Das Jahr 73 n.u.Z.: Drei Jahre zuvor war der jüdische Aufstand durch die Eroberung und Zerstörung Jerusalems und die Präsentation der Kriegsbeute auf einem Triumphzug durch Rom für die Römer offiziell beendet worden. Den Rest überließ man den Statthaltern. Nach seinem Amtsantritt stellte der Prokurator Flavius Silva fest, daß es nur noch einen Ort gab, an dem die römische Herrschaft nicht wiederhergestellt war, und machte sich mit aller Sorgfalt und Gewissenhaftigkeit daran, auch diesen Glutherd auszulöschen. Er umgab ihn mit einer lückenlosen Absperrung, so daß niemand hinein oder heraus kommen konnte. Masada war die erste Festung gewesen, die die Aufständischen den Römern abnahmen, jetzt war sie für alle, die in ihr Zuflucht gesucht hatten, zur Falle geworden - eine Falle aber, die so gut wie uneinnehmbar schien: Die Vorräte reichten für viele Monate, Kriegsmaterial war reichlich vorhanden, die Mauern von allen Seiten gesichert: „So hatten sich Natur und Technik vereinigt, um die Burg gegen feindliche Angriffe abzusichern“, vermerkt Flavius Josephus, der die Geschichte des Jüdischen Krieges aufgezeichnet hat. Die Römer aber weil sie keinen Weg fanden, schufen sie sich einen. Der Prokurator ließ seine Soldaten einen Damm aufschütten und diesen mit einem Steinpflaster befestigen, damit die Belagerungsmaschinen sicher stehen konnten. Die Mauer wurde eingedrückt. Eine Ersatzmauer aus Erde und Holz, die die Rammstöße wirkungslos machen sollte, wurde von den Römern angezündet, und weil der Wind den Eingeschlossenen entgegenblies, brannte sie restlos nieder. Als aber die Römer am nächsten Morgen zum entscheidenden Angriff ansetzten, fanden sie keine Gegner mehr, sondern nur noch Leichen über Leichen. Nur sieben Menschen, die sich in einer Wasserleitung versteckt hielten, überlebten: fünf Kinder und zwei Frauen, darunter eine Verwandte des Eleazar, Führer der Belagerten.

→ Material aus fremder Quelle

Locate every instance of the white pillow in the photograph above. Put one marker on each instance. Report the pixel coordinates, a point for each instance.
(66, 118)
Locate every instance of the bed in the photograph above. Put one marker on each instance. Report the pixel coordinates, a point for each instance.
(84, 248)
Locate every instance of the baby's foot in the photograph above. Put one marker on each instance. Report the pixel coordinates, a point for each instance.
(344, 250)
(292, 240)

Bei George Tabori ist der Ort des Geschehens durch die zeitliche Entfernung geschrumpft, Masada ist eine detailgenaue Sandburg. Gequalle und Gezirpe erfüllen die Luft, widerliche, froschige Geräusche wie Verwesung und Massengrab. Aus der aufgerissenen Erde ragen Stacheldraht, Kleidungsstücke, Reste. Mittendrin, in sich zusammengesunken, die Verwandte des Eleazar (Hildegard Schmahl). Kraftlos zieht sie Überreste aus der Erde Kinderschuhe, Häftlingskleidung, Leichenteile - sammelt sie in einer Schubkarre. Dann, mit einer großen Willensanstrengung, gräbt sie hastig ein Loch - rein damit, Erde drüber, begraben, nur weg. Ein Mann in einem schwarzen Mantel betritt die Bühne. Nachdenklich wirft er einen Blick auf die Szenerie, dann zieht er entschlossen einen Hut aus dem Dreck, klopft den Staub ab, setzt ihn auf, begibt sich ans Pult, schafft Ordnung. Es ist Josephus, der Geschichtsschreiber (Michael Degen).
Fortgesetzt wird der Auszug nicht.